I gave no answer to him who hoped.


But he insisted on loving me.


He refused to meet another heart.


Lord.. Please give me just one hint.


About what I have to do now.


So that I don't hurt people that I love so much.


***


I came home feeling sad. I thought Okta's feelings for me would just disappear. Apparently not, he kept it. He kept it. Do I have to make him hate me so that no one bothers me anymore? I don't want to move my heart to anyone else. These feelings belong to Janu, Janu and Janu. No one can change it except God and myself.


***


"Hello.." said the call.


"Hello Janu...."


"What are you doing?"


"Mosting you. Hehe."


"Oh...."


"Why did you call me? It's still night."


"Look.." There was a pause before he continued. I heard he took a long breath. "I'd like to apologize in advance."

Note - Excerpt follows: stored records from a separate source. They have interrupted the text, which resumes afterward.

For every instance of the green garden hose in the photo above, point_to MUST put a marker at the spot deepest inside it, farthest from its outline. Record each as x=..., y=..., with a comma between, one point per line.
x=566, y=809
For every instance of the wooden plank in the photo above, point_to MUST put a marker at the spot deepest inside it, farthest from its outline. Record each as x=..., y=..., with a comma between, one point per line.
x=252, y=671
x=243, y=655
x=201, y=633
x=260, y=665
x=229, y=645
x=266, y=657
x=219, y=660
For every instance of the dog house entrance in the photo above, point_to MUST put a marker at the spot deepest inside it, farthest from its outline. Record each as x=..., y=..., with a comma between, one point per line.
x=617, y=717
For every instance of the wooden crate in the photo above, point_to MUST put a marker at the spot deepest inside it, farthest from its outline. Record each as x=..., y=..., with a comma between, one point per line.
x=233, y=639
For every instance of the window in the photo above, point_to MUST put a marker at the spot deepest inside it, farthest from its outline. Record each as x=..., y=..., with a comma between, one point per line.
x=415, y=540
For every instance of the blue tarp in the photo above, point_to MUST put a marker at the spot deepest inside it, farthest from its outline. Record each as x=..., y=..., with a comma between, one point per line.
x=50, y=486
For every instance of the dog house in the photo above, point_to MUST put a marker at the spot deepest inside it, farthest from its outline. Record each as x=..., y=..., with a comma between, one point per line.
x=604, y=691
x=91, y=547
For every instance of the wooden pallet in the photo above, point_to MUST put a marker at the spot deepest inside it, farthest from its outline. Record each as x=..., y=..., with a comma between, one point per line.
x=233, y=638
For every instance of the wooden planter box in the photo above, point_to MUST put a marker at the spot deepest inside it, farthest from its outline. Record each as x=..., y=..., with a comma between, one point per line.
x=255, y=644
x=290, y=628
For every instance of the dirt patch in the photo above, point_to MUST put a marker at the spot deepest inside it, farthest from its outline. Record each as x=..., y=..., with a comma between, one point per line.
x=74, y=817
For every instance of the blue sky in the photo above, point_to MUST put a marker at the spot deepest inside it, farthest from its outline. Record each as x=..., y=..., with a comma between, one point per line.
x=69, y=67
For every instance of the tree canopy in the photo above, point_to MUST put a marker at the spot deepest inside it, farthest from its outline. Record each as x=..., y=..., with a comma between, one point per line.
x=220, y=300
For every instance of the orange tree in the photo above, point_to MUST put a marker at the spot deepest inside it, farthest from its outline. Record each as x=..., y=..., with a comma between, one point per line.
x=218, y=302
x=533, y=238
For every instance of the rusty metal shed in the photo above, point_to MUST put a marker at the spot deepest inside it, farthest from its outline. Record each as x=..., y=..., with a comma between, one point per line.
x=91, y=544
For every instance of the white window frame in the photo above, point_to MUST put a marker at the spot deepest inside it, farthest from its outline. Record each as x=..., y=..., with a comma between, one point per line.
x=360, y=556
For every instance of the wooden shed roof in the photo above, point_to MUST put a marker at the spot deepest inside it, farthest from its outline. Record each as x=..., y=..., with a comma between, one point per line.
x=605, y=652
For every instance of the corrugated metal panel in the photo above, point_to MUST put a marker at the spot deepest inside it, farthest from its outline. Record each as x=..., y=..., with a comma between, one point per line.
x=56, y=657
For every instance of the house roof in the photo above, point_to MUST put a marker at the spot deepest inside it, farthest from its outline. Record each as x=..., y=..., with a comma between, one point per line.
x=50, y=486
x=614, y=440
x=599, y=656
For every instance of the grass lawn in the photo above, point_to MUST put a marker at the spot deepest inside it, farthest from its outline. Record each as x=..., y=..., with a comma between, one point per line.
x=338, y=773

"I'm sorry for what?" I was amazed by what he said.


"I'm sorry. Because....."


"Because?"


"I want our relationship to stop here. I don't want to continue anymore."


Don't ask anything. My feelings at the time were very messy. My heart is divided in every direction. My tears are flowing. Everything hurts. So hurt. I can't hold anything back anymore. I just sat on the side of the road and tried to keep chatting with Janu on the phone.

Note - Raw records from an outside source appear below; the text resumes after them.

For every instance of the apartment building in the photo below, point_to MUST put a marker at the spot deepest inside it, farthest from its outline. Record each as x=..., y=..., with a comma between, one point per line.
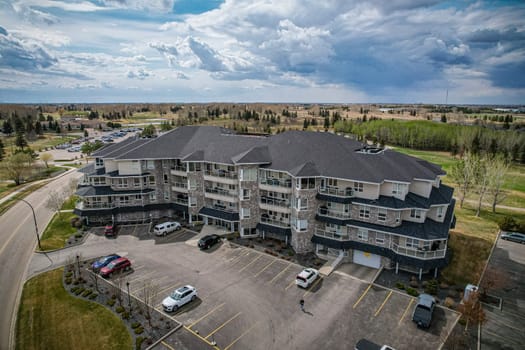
x=315, y=191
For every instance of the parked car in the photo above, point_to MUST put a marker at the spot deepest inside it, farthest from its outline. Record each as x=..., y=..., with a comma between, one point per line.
x=179, y=297
x=110, y=230
x=117, y=265
x=208, y=241
x=514, y=237
x=166, y=227
x=365, y=344
x=306, y=277
x=100, y=263
x=422, y=315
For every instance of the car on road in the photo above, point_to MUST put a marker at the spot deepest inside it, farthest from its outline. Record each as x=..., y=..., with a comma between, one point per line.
x=100, y=263
x=166, y=227
x=208, y=241
x=179, y=297
x=110, y=230
x=514, y=237
x=117, y=265
x=422, y=315
x=365, y=344
x=306, y=277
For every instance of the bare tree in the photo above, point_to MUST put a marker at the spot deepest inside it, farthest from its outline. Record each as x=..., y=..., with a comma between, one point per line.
x=463, y=173
x=499, y=166
x=472, y=310
x=46, y=158
x=54, y=201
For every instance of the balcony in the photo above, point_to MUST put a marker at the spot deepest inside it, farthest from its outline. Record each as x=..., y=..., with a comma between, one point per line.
x=275, y=222
x=180, y=187
x=332, y=235
x=280, y=205
x=95, y=206
x=337, y=214
x=220, y=194
x=179, y=171
x=273, y=184
x=222, y=176
x=420, y=253
x=337, y=192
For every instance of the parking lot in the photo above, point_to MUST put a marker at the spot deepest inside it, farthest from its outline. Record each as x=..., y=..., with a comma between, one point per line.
x=503, y=328
x=248, y=299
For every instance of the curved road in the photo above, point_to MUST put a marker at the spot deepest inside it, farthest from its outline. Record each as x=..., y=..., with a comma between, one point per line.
x=17, y=244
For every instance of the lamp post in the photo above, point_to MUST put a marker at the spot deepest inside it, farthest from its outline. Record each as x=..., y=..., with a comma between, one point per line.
x=129, y=298
x=34, y=218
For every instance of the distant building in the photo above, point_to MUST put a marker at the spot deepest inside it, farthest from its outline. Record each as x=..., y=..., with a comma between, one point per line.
x=315, y=191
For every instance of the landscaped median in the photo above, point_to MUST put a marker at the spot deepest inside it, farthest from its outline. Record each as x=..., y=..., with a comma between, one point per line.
x=50, y=318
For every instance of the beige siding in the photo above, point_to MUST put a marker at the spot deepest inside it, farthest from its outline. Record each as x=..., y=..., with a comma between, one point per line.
x=129, y=168
x=421, y=188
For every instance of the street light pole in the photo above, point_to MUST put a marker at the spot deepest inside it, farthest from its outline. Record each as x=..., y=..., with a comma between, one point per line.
x=129, y=298
x=34, y=218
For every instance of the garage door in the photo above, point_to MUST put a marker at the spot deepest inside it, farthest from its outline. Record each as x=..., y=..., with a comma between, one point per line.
x=367, y=259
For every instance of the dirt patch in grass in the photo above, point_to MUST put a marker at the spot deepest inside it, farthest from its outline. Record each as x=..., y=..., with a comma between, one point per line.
x=58, y=231
x=49, y=318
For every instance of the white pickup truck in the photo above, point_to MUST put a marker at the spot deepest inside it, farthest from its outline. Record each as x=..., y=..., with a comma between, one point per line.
x=365, y=344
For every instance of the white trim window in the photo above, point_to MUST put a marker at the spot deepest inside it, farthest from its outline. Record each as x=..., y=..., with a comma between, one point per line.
x=381, y=214
x=362, y=234
x=440, y=212
x=364, y=211
x=245, y=213
x=380, y=238
x=415, y=213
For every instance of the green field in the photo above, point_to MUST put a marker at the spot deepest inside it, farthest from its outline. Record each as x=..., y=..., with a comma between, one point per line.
x=50, y=318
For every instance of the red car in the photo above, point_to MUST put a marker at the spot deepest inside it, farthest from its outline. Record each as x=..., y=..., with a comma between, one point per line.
x=118, y=265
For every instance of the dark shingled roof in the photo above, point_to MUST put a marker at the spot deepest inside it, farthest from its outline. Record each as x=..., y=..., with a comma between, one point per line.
x=91, y=191
x=300, y=153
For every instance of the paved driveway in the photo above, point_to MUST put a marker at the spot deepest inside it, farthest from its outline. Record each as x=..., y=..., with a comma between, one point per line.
x=248, y=299
x=504, y=326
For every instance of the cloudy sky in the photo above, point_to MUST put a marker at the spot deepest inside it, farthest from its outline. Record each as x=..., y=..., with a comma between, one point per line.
x=407, y=51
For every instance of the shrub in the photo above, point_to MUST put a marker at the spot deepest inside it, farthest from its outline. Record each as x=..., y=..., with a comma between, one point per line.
x=138, y=342
x=412, y=291
x=449, y=302
x=431, y=287
x=119, y=309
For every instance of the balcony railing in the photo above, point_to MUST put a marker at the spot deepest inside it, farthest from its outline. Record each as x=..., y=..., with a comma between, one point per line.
x=283, y=203
x=221, y=173
x=332, y=235
x=220, y=192
x=225, y=208
x=419, y=253
x=334, y=191
x=275, y=222
x=334, y=213
x=276, y=182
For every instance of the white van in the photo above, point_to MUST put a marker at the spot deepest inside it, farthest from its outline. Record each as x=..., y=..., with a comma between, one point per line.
x=166, y=227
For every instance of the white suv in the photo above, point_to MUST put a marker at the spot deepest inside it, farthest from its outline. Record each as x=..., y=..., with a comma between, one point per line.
x=306, y=277
x=166, y=227
x=179, y=297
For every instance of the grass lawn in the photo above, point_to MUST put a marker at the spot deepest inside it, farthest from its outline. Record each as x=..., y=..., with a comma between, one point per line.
x=50, y=318
x=58, y=231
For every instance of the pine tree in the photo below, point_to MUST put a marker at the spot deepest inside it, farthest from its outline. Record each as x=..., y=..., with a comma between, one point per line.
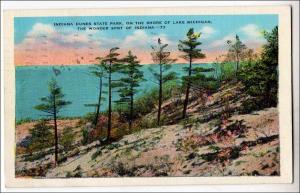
x=191, y=53
x=51, y=105
x=162, y=58
x=128, y=83
x=98, y=72
x=110, y=64
x=261, y=77
x=236, y=52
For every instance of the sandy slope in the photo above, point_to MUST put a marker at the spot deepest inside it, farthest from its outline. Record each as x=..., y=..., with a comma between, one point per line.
x=169, y=151
x=205, y=145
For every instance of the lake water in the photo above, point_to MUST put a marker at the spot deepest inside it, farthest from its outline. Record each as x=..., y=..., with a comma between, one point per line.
x=77, y=84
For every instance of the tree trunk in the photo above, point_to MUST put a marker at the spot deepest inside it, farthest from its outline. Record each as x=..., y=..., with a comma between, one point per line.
x=55, y=132
x=187, y=91
x=131, y=108
x=159, y=96
x=237, y=65
x=99, y=104
x=109, y=103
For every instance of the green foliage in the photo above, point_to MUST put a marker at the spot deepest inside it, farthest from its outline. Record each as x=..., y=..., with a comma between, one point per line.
x=261, y=77
x=98, y=71
x=85, y=137
x=236, y=52
x=128, y=85
x=67, y=138
x=96, y=154
x=51, y=105
x=110, y=64
x=162, y=58
x=189, y=47
x=41, y=136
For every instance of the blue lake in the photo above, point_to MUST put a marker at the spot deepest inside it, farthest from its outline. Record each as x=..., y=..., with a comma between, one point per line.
x=78, y=86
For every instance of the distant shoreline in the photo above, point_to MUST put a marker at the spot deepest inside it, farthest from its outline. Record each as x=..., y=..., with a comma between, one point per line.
x=69, y=65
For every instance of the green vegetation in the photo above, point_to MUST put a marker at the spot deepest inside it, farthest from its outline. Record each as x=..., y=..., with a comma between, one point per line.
x=128, y=85
x=41, y=137
x=239, y=72
x=261, y=77
x=98, y=71
x=162, y=58
x=191, y=53
x=67, y=138
x=236, y=52
x=51, y=105
x=110, y=64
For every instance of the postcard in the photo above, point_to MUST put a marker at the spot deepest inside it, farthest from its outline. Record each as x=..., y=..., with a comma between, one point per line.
x=148, y=96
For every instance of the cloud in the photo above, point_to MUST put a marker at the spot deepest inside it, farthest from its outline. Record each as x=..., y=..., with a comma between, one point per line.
x=222, y=42
x=207, y=32
x=140, y=39
x=252, y=31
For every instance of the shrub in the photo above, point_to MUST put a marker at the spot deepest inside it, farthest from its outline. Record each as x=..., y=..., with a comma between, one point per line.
x=96, y=154
x=85, y=137
x=41, y=136
x=67, y=138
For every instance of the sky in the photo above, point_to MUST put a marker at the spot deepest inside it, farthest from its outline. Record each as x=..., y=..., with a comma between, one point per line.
x=38, y=41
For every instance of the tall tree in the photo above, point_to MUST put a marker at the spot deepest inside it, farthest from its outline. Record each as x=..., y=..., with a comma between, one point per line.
x=110, y=64
x=189, y=47
x=261, y=77
x=98, y=72
x=236, y=52
x=162, y=58
x=129, y=82
x=51, y=105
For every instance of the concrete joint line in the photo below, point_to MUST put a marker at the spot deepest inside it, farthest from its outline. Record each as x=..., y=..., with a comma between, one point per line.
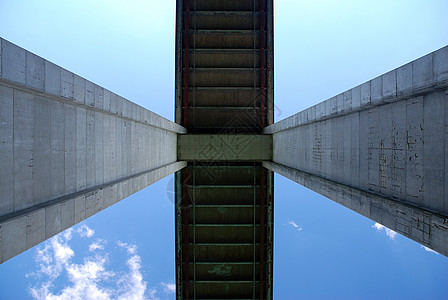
x=25, y=88
x=49, y=203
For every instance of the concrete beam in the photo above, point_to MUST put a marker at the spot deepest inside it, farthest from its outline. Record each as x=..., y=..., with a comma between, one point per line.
x=69, y=149
x=386, y=137
x=224, y=147
x=423, y=226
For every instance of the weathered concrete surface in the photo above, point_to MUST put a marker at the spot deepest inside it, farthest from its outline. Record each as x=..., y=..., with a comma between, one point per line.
x=224, y=147
x=425, y=227
x=69, y=148
x=387, y=137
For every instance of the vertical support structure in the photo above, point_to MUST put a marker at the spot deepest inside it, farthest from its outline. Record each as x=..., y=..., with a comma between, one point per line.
x=225, y=77
x=262, y=63
x=186, y=61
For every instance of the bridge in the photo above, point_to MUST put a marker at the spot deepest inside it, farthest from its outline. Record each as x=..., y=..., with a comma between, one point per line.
x=378, y=149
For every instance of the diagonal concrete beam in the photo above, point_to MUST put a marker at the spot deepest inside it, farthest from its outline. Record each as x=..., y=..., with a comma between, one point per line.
x=69, y=148
x=386, y=139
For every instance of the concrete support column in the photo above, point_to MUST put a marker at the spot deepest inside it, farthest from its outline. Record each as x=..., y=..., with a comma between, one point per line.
x=69, y=148
x=383, y=145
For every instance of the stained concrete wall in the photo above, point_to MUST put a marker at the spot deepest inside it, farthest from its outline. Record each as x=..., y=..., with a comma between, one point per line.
x=387, y=137
x=69, y=148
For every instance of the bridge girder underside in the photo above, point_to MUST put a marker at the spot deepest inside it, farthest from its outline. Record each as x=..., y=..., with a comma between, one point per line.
x=224, y=208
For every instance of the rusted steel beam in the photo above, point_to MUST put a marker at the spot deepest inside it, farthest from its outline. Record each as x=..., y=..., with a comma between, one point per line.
x=262, y=64
x=186, y=60
x=262, y=231
x=186, y=235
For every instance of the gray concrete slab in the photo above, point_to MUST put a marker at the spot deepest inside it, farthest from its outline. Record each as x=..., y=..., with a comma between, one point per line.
x=7, y=150
x=423, y=226
x=41, y=153
x=23, y=150
x=52, y=78
x=394, y=147
x=35, y=71
x=13, y=62
x=68, y=150
x=67, y=84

"But... but why?" I asked with my mouth and the feeling shook with sadness.


The phone's closed. Janu sent me a message. The message contained a photo. A photo that makes me angry. That picture was the one that Okta kissed me yesterday. I don't know where that photo Janu got.


"I can explain, Janu." I tried to send a message.


"Jan...."


"Please don't go......"


"Jan.... Please...."


"Nothing needs to be explained anymore everything is clear. Very clear, April. Already, we'll just end it all. You have to start that new life without me."


"But I love you so much, Janu. No one can replace you. There's no."


"There was. Octa. He's in your heart now, isn't he? Go ahead. Just go with him."


"But janu. Please...."


The message was unrequited, my feelings shattered. Everything hurts. Everything's messy. No more happiness. All of them are wounds that may not heal forever.


I ran to my house. With sobbing cries. I let my body lie in a bed. Breaking down every cry that could no longer be held back.


God, this is not what I want.


Why did you let him go?


Why should I feel this pain?


If he doesn't deserve me, then,


Why should there be a meeting between the two of us?


Why should I feel in love with her?


Why don't you just alienate the two of us a long time ago?


So that no pain should be felt when we are not destined to be one.


His promise to be together forever is just nonsense. His promise to go home was wishful thinking. His promise to guard the heart is only an illusion. He could not keep all his promises. He's not really against me. He can't hold on. He's weak. I thought he was the best man. I thought he was the last man I'd always want to be. Apparently not. He was just like the man I met a lot; who only came, asked for half my heart, made me hang on to taste and hope, and then gave such a deep wound to the end of the story.


But I'm sure. All of this is not the real end.